Your dog is essentially treated like a table under the law. That’s insane — they’re living breathing creatures. The law has not caught up with their role in society and how we view them.”
Pet insurance is designed to cover medical expenses and life insurance coverage to replace the pet at either the original cost or the current cost of the breed, according to insurance website TrustedChoice. It doesn’t take into account how much money the pet can generate through ‘influencing.’ Cost of cremation or a funeral may also be covered, depending on the insurance plan chosen by the owner.
There may also be limitations on pet insurance that covers the death of a pet. Hereditary diseases may not be covered. Whether Grumpy Cats death was hastened by a condition she was born with or whether she died of a sudden illness may determine whether a policy would pay out. Most cats live at least 15 years if in good health and barring an accident. Tardar Sauce died WAY before her time.
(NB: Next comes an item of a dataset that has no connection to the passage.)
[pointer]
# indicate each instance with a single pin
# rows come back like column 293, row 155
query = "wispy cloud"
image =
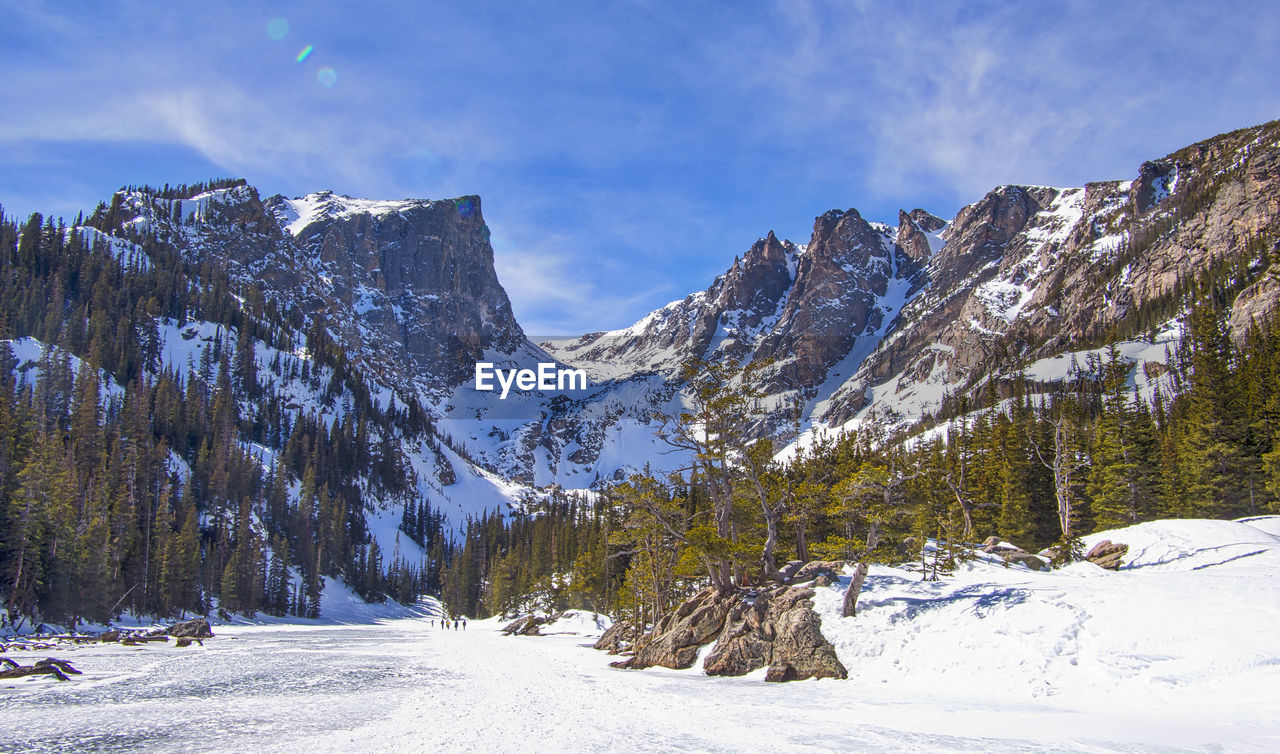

Edwards is working with the Animal Legal Defense Fund to persuade lawmakers to classify pets as more than just property. She says these pets have personalities and distinct characters make them loved by millions of people. Pet insurance companies should realize you can’t replace one human with another and you can’t replace one pet with another.
I feel sad for Tabatha because she’s lost her cat. I also feel sad for Tardar Sauce because she never knew life as an ordinary cat. Hopefully, Tabatha has an investment plan where money was kept back and will tide her over for the near future.